No es casual la sensación que transmite el largometraje de que el británico está brindándole al público una especie de exploitation de lujo de la película que consolidó el estatus estelar de Russell Crowe. Sin embargo, momentos tan excesivos como la pelea contra simios (digitales, por supuesto) o la batalla naval en el coliseo con tiburones incorporados no son más que simples trucos de prestidigitación, distracciones para desviar la atención de la tramoya shakesperiana del proyecto.

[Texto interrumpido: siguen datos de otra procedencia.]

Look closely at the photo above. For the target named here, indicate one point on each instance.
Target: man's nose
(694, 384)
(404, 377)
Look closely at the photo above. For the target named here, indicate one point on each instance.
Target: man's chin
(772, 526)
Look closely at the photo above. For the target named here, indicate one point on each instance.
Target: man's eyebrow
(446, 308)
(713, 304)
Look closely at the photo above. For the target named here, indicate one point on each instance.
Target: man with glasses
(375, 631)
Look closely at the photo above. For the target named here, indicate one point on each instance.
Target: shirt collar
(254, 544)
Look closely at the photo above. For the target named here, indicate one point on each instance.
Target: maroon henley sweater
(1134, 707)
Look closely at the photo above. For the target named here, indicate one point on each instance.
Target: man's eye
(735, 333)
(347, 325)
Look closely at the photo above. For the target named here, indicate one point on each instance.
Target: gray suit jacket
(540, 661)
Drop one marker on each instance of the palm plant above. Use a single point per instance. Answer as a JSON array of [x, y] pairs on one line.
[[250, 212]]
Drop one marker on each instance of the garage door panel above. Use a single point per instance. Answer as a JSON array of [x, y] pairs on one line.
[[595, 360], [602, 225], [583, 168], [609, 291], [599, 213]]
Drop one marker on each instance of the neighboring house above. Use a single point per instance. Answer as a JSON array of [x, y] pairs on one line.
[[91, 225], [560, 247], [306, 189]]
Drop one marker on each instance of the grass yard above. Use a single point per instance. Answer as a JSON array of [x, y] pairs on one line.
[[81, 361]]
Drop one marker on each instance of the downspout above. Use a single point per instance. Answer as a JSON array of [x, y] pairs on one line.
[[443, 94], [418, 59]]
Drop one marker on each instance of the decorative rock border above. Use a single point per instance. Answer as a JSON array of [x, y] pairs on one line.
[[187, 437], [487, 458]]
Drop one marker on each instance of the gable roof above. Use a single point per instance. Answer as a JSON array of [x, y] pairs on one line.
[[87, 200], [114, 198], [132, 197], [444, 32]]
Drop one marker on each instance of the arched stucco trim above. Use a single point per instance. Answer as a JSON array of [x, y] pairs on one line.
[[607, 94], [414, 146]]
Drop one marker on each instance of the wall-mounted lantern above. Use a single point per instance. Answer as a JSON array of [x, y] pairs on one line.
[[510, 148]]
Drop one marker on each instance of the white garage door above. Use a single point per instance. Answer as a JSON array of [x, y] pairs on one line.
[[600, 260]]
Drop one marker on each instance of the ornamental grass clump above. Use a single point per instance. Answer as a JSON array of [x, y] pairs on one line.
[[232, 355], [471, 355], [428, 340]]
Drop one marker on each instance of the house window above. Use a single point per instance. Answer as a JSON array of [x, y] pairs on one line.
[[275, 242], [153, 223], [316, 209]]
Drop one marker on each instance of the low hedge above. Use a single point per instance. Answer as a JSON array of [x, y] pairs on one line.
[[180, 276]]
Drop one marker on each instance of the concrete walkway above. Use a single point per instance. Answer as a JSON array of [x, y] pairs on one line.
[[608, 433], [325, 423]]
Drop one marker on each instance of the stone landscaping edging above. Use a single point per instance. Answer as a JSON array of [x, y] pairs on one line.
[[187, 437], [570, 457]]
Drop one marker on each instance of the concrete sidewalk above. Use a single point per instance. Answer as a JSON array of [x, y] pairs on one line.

Ahí encaja la elección para heredar el estatus heroico de un actor mucho menos carismático que Crowe, y más próximo al estoicismo musculoso de un Victor Mature, como Paul Mescal. Sobre el papel, Jano/Lucius es el protagonista principal del relato, pero a la hora de la verdad no es más que la figura que guía al espectador por una Roma marcada, de nuevo, por la corrupción, las mentiras y las traiciones. Lo que plantea una cruda realidad respecto a la naturaleza del imperio romano: la película nos dice que la visión idealizada de Marco Aurelio (Richard Harris), que sigue teniendo eco aquí, no era más que un espejismo, siendo la dictadura de Cómodo (Joaquin Phoenix), en realidad, un síntoma de su proceso de decadencia.
Aunque puede resultar tentador, especialmente en el actual clima político, establecer paralelismos entre lo que cuenta Gladiator II y nuestra realidad más próxima, lo interesante es que lo que han hecho Scott, Scarpa y Craig no es más que absorber elementos de textos clásicos de Shakespeare como Ricardo III o Coriolano. De ahí que se haya confiado en actores con mucho más peso dramático como Pedro Pascal o, sobre todo, Denzel Washington, para dar vida a los personajes con una mayor carga de grises, y que realmente son los que aportan complejidad a un largometraje que, sin ellos, no sería más que una simple historia de venganza.
Hay que recordar que, además de su reiterada participación en producciones teatrales shakespearianas, Washington protagonizó en fecha reciente La tragedia de Macbeth (2021) para Joel Coen. Así que resulta imposible no distinguir la influencia de toda esa experiencia profesional a la hora de construir la serpentina (y, por supuesto, muy magnética) interpretación que brinda de Macrinus, que puede verse casi como un reflejo de otro gran villano de su filmografía como fue el sargento Alonzo Harris de Training Day (Día de entrenamiento) (2001).
A la hora de aproximarse a las sensaciones estéticas de la película original, Scott ha vuelto a contar con el mismo director de fotografía, John Mathieson, con quien no trabajaba desde Robin Hood (2010). Sin embargo, hay que reconocer que no se han limitado a repetir lo que ya habían hecho antes.
Evidentemente, la técnica utilizada ha sido diferente, pues Gladiator se rodó todavía en 35 mm, lo que limitaba la cantidad de cámaras simultáneas, mientras que el uso de modelos de cine digital Alexa LF y Alexa Mini LF les ha permitido elevar, en esta secuela, el número hasta once a la vez en algunas de sus set pieces.
No sólo eso, sino que los tonos desvaídos, apagados, que el británico utilizó hace más de dos décadas por herencia de la estética desaturada de los 90, se transforman en Gladiator II en una auténtica explosión de colores (tanto es así, que el propio Mathieson compara su visión de Roma con Las Vegas) que la sitúa mucho más próxima al peplum, y pone sobre la mesa hasta qué punto sus responsables eran perfectamente conscientes de estar llevando a cabo un largometraje mucho más excesivo y, por qué no decirlo, también mucho más desprejuiciado.